General information
- Type: Paramotor
- National origin: United Kingdom
- Manufacturer: Rad Aviation
- Designer: John Radford
- Status: Production completed

= Rad SXL Custom =

British paramotor

The Rad SXL Custom is a British paramotor that was designed by John Radford and produced by Rad Aviation of Kidlington for powered paragliding. Now out of production, when it was available the aircraft was supplied complete and ready-to-fly.

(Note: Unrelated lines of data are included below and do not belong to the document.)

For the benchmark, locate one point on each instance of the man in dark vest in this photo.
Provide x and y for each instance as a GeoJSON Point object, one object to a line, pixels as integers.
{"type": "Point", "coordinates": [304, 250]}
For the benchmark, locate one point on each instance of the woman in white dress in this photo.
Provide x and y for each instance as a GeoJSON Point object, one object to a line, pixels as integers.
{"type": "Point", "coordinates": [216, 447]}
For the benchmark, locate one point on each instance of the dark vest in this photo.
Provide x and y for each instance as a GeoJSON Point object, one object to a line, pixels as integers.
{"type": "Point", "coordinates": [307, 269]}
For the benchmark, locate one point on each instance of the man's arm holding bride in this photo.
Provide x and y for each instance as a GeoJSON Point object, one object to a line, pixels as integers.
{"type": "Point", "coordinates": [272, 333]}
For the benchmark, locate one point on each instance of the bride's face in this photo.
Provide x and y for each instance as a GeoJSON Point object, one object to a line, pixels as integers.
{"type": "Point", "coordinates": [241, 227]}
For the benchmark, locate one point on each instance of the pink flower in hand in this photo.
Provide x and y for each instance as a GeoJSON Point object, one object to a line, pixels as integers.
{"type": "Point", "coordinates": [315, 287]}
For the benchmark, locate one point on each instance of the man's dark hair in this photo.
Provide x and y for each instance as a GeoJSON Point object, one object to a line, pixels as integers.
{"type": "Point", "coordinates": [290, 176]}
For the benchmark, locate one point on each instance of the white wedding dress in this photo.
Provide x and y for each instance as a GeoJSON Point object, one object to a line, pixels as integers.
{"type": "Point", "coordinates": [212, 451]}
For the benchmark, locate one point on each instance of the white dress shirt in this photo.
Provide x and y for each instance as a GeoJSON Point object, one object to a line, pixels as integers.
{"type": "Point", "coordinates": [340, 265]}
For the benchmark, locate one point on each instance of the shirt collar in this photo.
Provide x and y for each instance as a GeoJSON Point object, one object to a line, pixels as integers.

==Design and development==
The SXL Custom was designed with a focus on lightness. It was intended to comply with the US FAR 103 Ultralight Vehicles rules as well as European regulations. It features a paraglider-style wing, single-place accommodation and a single 14 hp Radne Raket 120 engine in pusher configuration with a 3:1 ratio reduction drive, recoil start and a 95 cm diameter three-bladed, ground adjustable, composite propeller. The fuel tank capacity is 8 L. The aircraft chassis is built from a combination of high-tensile steel. An optional completely dismantle-able cage was a factory option to improve ground portability.

Acceptable pilot weight is up to 100 kg.

As is the case with all paramotors, take-off and landing is accomplished by foot. Inflight steering is accomplished via handles that actuate the canopy brakes, creating roll and yaw.